While hypnotherapists are often seen in movies swinging a pendant side to side in front of their patients while chanting, Dr Salter said this is not the only way to get someone into a relaxed state. In fact she rarely uses a pendant.

“Usually what I get them to do is to walk down a staircase or something, and as they walk down, they are getting more and more relaxed and more and more peaceful and more and more at ease. What you are trying to do is to trick the conscious mind to stop,” she said.

In addition to hypnotherapy, Dr Salter also specialises in breath work and rebirthing, preparation for transition, addictions and weight management and womb cleansing. Womb cleansing is usually used to get women who have had abortions or have had miscarriages or stillbirths to heal from the pain and guilt of losing a child.

“It works especially well with people who have had abortions or stillbirths because often people don’t have that much sympathy, especially in the case of abortion, and there is a lot of guilt associated with that. People would say ‘why are you grieving, you made the decision to do that’,” she said.
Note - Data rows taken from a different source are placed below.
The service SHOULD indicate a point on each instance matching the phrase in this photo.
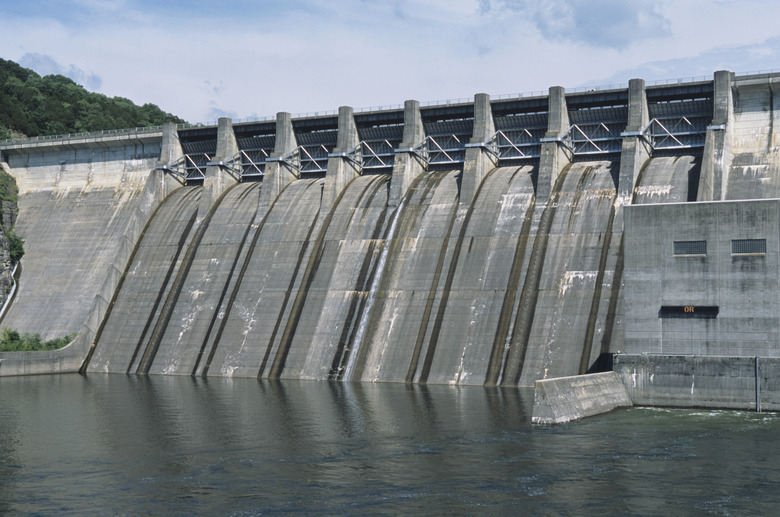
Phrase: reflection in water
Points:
(125, 444)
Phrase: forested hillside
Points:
(31, 105)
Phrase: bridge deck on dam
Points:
(472, 243)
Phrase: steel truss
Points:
(514, 144)
(374, 154)
(443, 149)
(247, 164)
(583, 139)
(305, 159)
(674, 133)
(188, 167)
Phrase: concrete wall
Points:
(83, 205)
(483, 275)
(744, 287)
(693, 381)
(564, 399)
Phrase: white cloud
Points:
(200, 59)
(47, 65)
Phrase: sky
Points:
(245, 59)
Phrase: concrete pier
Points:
(561, 400)
(474, 261)
(407, 167)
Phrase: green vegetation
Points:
(9, 193)
(12, 341)
(31, 105)
(8, 189)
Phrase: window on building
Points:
(690, 247)
(748, 247)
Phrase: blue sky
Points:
(203, 59)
In addition to her work with SISTREN, Dr Salter also worked with Woman Inc, primarily counselling victims of abuse and training their crisis hotline counsellors on how to deal with these victims. She did all of this while working part-time and then later full-time at the University of the West Indies where she attained her Masters and then her PhD in Educational Psychology. Prior to coming to Jamaica, she had received an honours degree in psychology from the University of Hull in the United Kingdom.

It is through understanding the whole psychology of rape that Dr Salter was better able to come to terms with her own ordeal and assist other women. In counselling she tries to get guilt stricken women to understand that their ordeal had nothing to do with how they were attired or how they looked.

“Rape is a crime of aggression and power, it is not a sexual crime. It’s not seeing somebody and thinking, ‘oh she is very sexy, I must have sex with her’, it has to deal with power,” she said.

After spending 22 years at UWI , the psychologist eventually retired so she could focus fully on her own practice and offer her services to more women. She was also able to focus on doing more voluntary work and last year was able to travel to Indonesia for six weeks to assist rape victims there.

“Over the years, it has grown and expanded,” she said of her practice. “I am amazed at the number of people who come to me for other issues, and it ends up being abuse underneath it all. They come for all sorts of things like anxiety, depression and then they’ll say like ‘when I was four or five this happened to me’,” she said.